The Pipeline
Data flows inward through four concentric layers. The orchestrator parses task definitions and allocates worktrees. Adapters spawn agent processes and capture raw output. Enrichers parse JSONL streams into canonical events. The core normalizes, compares, and reports.
Orchestrator
Parses task YAML, allocates git worktrees sequentially (avoids .git/config.lock race), launches adapters in parallel. Manages run lifecycle: start, timeout, cleanup. Entry point: subq eval run
Adapters
One per agent. Each adapter wraps Bun.spawn() with agent-specific flags. Returns RawAgentOutput: stdout bytes, exit code, timestamps. Injectable via ProcessSpawner interface for testing.
Enrichers
Parses RawAgentOutput into EnrichedEvent[] using Bun.JSONL.parseChunk(). Extracts milestones, system prompts, tool calls. Reuses existing parsers/ internals from SubQ Code.
Normalizer → Comparison → Reporter
Normalizes EnrichedSessions to common schema. Aligns milestones across agents. Applies quality rubric and optional LLM judge. Produces EvalReport in terminal table or --robot JSON.
The Type Lattice
Fifteen interconnected interfaces form the framework's type system. TypeBox schemas validate all YAML-loaded data. Epoch-millisecond timestamps ensure serializable types across JSON boundaries.
Core Identity
EvalAgentId
Extract<AgentType, "claude-code" | "codex" | "pi-agent">
Derived from AgentType via Extract<>, not a parallel union.
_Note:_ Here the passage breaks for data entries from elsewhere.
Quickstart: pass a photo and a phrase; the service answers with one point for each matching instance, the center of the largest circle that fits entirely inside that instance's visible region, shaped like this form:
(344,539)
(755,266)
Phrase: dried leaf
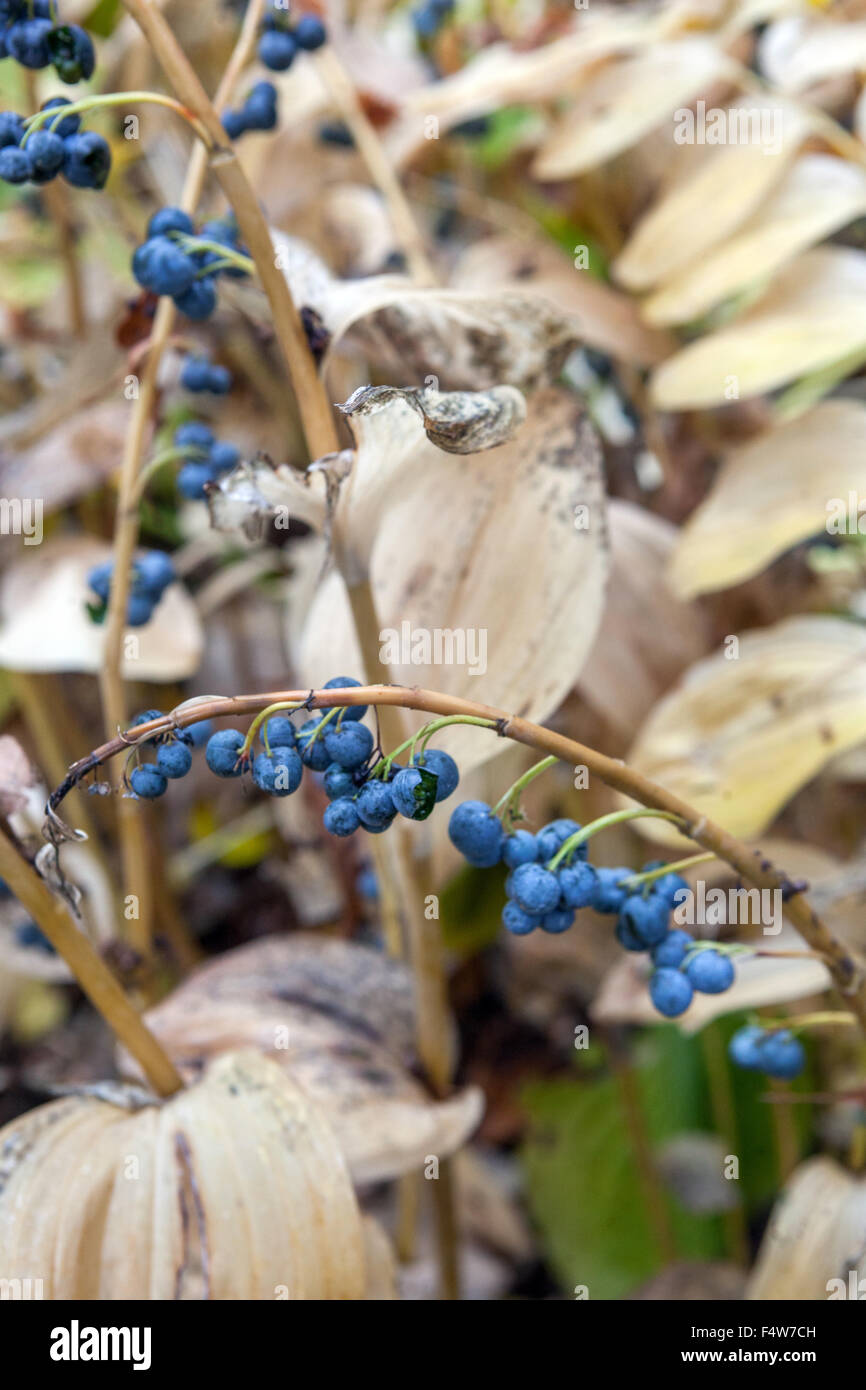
(748,727)
(626,100)
(819,195)
(770,494)
(816,1236)
(734,178)
(45,624)
(338,1019)
(809,317)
Single source of truth.
Raw Output
RawAgentOutput
stdout: Uint8Array, exitCode: number, startMs: number, endMs: number. The adapter's contract—enrichment happens externally.
Canonical Event
EnrichedEvent
Agent-agnostic event with canonical tool names, normalized timestamps. Basis for all cross-agent comparison.
Session Container
EnrichedSession
Messages[], milestones[], system prompts[], token usage. The complete enriched transcript of one agent's run.
Cost Tracking
TokenUsage
inputTokens, outputTokens, cacheReadTokens, cacheWriteTokens, costUsd. Per-agent, per-run cost attribution.
Temporal Markers
Milestone
kind: string, timestampMs: number, turnIndex: number, elapsedMs: number. first_file_read, first_test_run, first_file_edit, and more.
Quality Assessment
QualityRubric
correctness, completeness, codeQuality, minimalDiff, verification. Multi-dimensional scoring by heuristic + optional LLM judge.
Prompt Forensics
SystemPromptInjection
source, content, label, turnIndex. Tracks every system prompt injection point across the agent session.
TypeBox Schemas
Design Decisions
Epoch-ms Timestamps
All timestamps are epoch-milliseconds (number), not Date objects. Serializable across JSON boundaries without lossy conversion.
TypeBox, Not Zod
TypeBox generates JSON Schema from TypeScript types. Faster at runtime than Zod. Compile-time type inference via Static<>.
Extract<>, Not Union
EvalAgentId derives from AgentType via Extract<>. Adding a new agent to AgentType automatically makes it available for eval.
Sequential Worktrees
git worktree add serialized to avoid .git/config.lock race (Claude Code issue #47266). Agent execution parallelized after.
Security Model
Child processes receive only approved environment variables. The allowlist prevents API key leakage across agent boundaries.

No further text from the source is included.